Pour Thierry Litannie, le raisonnement de Vincent Van Peteghem «a 50 ans de retard.» Ni plus ni moins. La possibilité d’être le seul actionnaire et administrateur de sa société faisait en effet débat… dans les années 1980-1990. «C’est une perception très partielle et orientée de la réalité. Passer (seul) en société ouvre la voie à d’autres possibilités, parfois indispensables: réaliser des investissements ou diviser son revenu en plusieurs catégories, qui connaissent leur régime propre d’imposition.»

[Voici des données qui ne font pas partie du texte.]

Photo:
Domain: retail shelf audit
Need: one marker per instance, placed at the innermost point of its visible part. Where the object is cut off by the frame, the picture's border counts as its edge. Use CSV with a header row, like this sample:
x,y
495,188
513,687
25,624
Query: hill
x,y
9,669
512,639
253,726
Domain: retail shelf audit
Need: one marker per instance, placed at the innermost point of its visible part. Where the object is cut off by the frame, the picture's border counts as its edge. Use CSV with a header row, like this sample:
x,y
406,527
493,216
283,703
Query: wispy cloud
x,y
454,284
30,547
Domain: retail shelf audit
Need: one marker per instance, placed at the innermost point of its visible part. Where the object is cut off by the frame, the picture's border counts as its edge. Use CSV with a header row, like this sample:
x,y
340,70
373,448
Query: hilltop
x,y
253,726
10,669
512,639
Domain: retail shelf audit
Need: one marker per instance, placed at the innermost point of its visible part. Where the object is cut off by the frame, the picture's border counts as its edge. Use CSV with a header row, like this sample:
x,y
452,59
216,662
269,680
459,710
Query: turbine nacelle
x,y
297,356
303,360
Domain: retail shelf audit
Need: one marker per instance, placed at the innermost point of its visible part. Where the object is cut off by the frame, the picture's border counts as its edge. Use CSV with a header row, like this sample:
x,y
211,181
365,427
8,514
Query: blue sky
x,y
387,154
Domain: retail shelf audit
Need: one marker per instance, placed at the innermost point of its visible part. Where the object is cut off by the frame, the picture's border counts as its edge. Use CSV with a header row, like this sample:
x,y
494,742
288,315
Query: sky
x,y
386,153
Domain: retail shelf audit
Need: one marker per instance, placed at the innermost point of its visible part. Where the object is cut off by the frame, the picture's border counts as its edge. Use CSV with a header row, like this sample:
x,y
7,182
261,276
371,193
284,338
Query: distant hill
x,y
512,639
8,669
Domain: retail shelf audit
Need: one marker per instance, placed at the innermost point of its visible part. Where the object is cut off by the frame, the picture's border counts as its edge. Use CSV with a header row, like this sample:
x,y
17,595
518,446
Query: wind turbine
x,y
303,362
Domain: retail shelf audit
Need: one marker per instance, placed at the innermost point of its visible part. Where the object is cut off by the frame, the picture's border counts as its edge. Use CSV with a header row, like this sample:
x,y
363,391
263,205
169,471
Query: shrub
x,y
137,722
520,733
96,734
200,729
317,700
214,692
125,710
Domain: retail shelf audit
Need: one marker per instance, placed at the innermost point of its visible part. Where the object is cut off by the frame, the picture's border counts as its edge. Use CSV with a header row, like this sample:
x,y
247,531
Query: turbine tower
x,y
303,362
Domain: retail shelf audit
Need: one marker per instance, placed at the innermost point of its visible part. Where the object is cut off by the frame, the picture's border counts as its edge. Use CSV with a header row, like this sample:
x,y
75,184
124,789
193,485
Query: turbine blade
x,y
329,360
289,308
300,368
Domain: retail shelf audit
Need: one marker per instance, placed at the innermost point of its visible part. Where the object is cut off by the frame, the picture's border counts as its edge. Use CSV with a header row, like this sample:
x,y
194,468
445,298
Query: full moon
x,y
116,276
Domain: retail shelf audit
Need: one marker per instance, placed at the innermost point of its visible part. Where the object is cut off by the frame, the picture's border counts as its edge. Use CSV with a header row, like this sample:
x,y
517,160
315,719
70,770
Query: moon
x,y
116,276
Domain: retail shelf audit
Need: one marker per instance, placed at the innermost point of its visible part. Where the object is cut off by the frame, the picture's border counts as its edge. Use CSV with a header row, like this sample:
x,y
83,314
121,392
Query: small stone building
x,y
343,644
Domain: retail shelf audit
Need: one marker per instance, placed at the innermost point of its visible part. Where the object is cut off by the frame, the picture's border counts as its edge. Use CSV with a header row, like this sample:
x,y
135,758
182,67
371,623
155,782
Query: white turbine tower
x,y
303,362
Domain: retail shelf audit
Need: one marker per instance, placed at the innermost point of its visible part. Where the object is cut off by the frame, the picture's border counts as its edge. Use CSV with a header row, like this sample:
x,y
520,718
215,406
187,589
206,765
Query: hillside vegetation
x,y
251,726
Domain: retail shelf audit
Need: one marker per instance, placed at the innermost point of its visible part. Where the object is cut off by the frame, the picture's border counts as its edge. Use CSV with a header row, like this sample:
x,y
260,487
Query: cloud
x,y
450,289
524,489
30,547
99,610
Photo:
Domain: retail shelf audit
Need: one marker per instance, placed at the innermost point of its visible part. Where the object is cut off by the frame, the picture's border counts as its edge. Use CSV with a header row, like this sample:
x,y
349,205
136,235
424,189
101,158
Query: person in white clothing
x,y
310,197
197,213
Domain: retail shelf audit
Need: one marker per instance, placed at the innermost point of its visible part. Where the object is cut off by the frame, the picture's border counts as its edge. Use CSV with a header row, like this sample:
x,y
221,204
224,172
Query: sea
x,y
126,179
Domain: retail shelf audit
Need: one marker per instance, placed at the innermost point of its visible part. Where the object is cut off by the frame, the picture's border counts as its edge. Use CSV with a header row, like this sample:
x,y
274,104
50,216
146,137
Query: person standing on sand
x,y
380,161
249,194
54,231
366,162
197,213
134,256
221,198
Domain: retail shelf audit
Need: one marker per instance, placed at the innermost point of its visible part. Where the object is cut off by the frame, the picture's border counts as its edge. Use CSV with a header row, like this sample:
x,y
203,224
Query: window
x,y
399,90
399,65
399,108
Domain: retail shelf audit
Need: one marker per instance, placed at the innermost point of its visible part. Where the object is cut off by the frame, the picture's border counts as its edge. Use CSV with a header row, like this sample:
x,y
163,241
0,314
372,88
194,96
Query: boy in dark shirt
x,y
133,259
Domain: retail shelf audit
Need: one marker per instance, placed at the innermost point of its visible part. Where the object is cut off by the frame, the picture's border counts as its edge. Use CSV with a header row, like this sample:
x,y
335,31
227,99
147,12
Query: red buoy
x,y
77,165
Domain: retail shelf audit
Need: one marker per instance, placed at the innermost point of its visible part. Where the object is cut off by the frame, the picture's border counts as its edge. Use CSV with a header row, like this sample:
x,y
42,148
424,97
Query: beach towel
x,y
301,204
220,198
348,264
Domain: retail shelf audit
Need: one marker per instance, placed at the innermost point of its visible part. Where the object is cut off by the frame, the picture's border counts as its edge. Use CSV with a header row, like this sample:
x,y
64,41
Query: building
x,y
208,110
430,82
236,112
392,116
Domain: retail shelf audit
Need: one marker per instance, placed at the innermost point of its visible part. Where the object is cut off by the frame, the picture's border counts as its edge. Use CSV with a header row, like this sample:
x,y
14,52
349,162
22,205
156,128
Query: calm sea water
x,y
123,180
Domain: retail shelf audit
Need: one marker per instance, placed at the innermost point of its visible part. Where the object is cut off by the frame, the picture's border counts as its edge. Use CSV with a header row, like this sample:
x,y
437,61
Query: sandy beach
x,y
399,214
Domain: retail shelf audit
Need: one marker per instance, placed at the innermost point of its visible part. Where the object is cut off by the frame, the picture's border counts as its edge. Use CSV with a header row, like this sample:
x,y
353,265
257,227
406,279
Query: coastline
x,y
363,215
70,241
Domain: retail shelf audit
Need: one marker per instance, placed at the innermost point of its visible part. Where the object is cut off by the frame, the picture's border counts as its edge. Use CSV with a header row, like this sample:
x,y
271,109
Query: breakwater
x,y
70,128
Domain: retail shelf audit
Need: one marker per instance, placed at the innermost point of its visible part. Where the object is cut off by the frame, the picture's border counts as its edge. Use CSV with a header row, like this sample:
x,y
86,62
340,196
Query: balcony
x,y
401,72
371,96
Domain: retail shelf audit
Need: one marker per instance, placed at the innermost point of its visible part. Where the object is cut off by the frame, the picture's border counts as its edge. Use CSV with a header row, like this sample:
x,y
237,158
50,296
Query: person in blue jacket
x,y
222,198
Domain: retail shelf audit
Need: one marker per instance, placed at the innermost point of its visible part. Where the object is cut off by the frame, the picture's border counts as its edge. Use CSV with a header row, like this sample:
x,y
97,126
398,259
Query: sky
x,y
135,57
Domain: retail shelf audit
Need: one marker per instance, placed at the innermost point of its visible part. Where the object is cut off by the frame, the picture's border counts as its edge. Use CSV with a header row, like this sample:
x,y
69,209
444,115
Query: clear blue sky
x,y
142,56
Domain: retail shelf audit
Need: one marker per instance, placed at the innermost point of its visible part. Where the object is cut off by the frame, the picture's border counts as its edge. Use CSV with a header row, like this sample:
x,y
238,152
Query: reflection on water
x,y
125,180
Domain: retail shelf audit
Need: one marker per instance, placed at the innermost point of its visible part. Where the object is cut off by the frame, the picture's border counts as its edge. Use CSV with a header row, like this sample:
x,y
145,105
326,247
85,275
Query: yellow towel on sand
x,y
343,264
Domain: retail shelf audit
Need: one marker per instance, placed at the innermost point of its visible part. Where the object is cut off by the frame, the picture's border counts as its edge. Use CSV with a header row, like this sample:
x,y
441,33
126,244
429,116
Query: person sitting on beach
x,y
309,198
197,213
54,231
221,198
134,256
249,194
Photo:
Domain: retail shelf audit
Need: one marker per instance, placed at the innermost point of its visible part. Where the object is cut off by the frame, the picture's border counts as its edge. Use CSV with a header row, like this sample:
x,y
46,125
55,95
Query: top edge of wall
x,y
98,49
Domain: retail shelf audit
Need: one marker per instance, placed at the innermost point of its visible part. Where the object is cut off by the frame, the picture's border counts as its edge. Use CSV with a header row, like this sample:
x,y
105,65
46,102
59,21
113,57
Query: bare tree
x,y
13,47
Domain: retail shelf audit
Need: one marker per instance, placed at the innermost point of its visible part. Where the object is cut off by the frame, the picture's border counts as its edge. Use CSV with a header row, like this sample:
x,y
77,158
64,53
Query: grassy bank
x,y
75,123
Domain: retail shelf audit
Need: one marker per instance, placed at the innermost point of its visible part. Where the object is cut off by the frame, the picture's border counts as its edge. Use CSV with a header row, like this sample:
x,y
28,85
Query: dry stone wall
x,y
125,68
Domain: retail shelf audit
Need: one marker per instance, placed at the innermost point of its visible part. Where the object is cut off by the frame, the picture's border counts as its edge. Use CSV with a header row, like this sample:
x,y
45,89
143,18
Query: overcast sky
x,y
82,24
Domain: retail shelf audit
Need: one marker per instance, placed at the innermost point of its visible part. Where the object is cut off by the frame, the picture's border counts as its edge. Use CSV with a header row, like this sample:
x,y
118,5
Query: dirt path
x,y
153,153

Affirmer que les sociétés de management ne comporteraient que des désavantages pour les recettes de l’Etat est un raisonnement intellectuel «au ras des pâquerettes, fustige encore Thierry Litannie. N’oublions pas que ces sociétés paient, elles-aussi, l’impôt des sociétés, la TVA, le précompte professionnel et les cotisations sociales lorsqu’elles ont du personnel. Viser les sociétés de management, c’est donc se priver de toutes ces recettes, sans nécessairement les remplacer.»

Selon l’avocat-fiscaliste, les recours aux sociétés de management sont donc à des années-lumière d’une logique d’évasion ou de fraude fiscale. «On ne peut même pas parler d’optimisation fiscale en tant que telle, puisqu’une société de management paie le même impôt que n’importe quelle autre société. Et lorsqu’elle distribue un dividende à ses actionnaires, elle le fait conformément à la loi. On se situe donc dans un débat purement idéologique.»

Le fait que les sociétés de management soient également utilisées pour investir dans l’immobilier est un élément qui irrite particulièrement l’administration fiscale, souligne toutefois Thierry Litannie. «Mais pour l’instant, tout le monde applique strictement les règles du jeu. Et celles-ci ne sont pas spécialement anormales par rapport à nos voisins.»

Quel impact réel sur le budget?

Le bénéfice budgétaire que constituerait un accès restreint à la société de management «est une chimère, tout comme l’est la taxe sur les plus-values (NDLR: qui ne peut rapporter qu’1/600e du budget fédéral), fustige encore Emmanuel Degrève. Ce sont des impôts qui ne vont pas fournir de recettes conséquentes; ce qui pouvait être produit par les sociétés de management est déjà produit.»

Le fiscaliste cite à ce propos deux mesures déjà annoncées par l’Arizona. Un: l’augmentation de 45.000 à 50.000 euros de rémunération annuelle obligatoire pour les dirigeants –augmentant ainsi la part imposable–, pour continuer à bénéficier d’un impôt réduit sur les bénéfices. Deux: le plafonnement des avantages en nature à 20%. «Ces dispositifs ont déjà pour effet de rendre moins attractif le mécanisme de passage en société et de réduire la place pour l’optimisation fiscale, principalement pour les petits acteurs. C’est malheureusement toujours le petit qu’on « spotche ».»

Des chiffres contestés

Vincent Van Peteghem, dans son argumentaire, pointe également que la création de sociétés de management a doublé en cinq ans. Il insinue un recours abusif au mécanisme par certains. Des chiffres contestés par les fiscalistes. «On est passé de 53.000 à 49.000 sociétés de management en trois ans, chiffre Thierry Litannie. Je ne sais pas d’où le ministre sort ses chiffres, mais il n’y a absolument pas d’augmentation. On assiste même à une diminution», assure-t-il.

Enfin, rendre le passage en société davantage conditionné semble plutôt irréaliste dans la pratique. «S’attaquer aux sociétés de management qui ne comportent qu’une seule personne aura pour seul effet de les faire disparaître. Cela risque même de provoquer une désaffection pour l’activité entrepreneuriale. Absurde, de la part du gouvernement qui dit vouloir encourager l’esprit d’entreprise, mais fait tout pour dégoûter ceux qui veulent se lancer.»